They hired "good" CEO's. And paid them a lot of money.
Hewlett-Packard Revisited: Lowest Tech Valuation in 20 Years
My experience is that "good" CEOs don't drive the company valuation to record lows... CEO Fiorina drove the stock price down 41%, CEO Apotheker drove the stock price down 40.6% Mark
Hurd escaped with his reputation intact.
When I worked in the Computer Industry (mid-80s), HP was considered a leader in the industry and a great company to work for.
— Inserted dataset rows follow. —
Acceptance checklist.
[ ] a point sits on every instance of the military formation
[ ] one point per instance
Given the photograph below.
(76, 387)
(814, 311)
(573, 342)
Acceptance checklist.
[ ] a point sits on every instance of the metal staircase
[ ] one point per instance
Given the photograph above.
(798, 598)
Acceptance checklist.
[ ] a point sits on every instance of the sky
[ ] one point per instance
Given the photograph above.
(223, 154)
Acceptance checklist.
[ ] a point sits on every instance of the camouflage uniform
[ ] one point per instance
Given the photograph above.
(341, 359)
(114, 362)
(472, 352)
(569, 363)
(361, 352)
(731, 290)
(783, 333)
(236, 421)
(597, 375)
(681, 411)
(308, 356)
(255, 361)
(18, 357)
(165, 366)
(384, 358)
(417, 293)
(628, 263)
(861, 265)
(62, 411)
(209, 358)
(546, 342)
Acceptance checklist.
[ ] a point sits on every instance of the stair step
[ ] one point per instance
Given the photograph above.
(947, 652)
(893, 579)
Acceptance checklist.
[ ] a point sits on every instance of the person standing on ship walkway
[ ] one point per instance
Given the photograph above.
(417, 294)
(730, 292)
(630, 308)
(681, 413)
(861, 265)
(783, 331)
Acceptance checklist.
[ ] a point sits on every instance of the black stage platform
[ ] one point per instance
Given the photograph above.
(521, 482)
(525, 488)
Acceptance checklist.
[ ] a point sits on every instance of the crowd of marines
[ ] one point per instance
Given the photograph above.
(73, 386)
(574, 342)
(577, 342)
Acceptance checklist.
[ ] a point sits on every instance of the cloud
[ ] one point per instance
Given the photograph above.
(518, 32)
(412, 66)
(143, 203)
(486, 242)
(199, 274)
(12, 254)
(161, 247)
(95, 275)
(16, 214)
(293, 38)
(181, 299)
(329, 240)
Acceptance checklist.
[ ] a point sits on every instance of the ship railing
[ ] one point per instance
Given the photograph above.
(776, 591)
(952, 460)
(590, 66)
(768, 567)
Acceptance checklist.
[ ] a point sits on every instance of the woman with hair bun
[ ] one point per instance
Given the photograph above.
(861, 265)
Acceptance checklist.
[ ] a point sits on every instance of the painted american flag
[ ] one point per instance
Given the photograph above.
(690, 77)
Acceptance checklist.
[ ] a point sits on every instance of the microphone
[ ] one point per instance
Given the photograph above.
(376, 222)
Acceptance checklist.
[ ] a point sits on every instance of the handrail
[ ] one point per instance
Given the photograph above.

See " the
HP way." It was a company founded and lead by engineers.
In 1999, the board decided to make
Carly Fiorina with her Medieval History undergraduate degree and Marketing Masters CEO.
She spun off the soul of the company which went on to become
Agilent Technology.
Before she was fired six years later, HP had lost half of its market value.
As
Forbes put it:
"
... Carly Fiorina took a company long on innovation and new product development and turned it into the most outdated industrial-era sort of company."
Today CEO Meg Whitman has HP "... on the same road as DEC, Wang, Lanier, Gateway Computers, Sun Microsystems and Silicon Graphics ... And that’s lousy for investors and employees alike."
Of course, Meg Whitman will do her best to grab as many millions for herself as she can while she continues to both make billions of dollars of HP equity and thousands of jobs disappear.
That's not magic, that's mediocrity.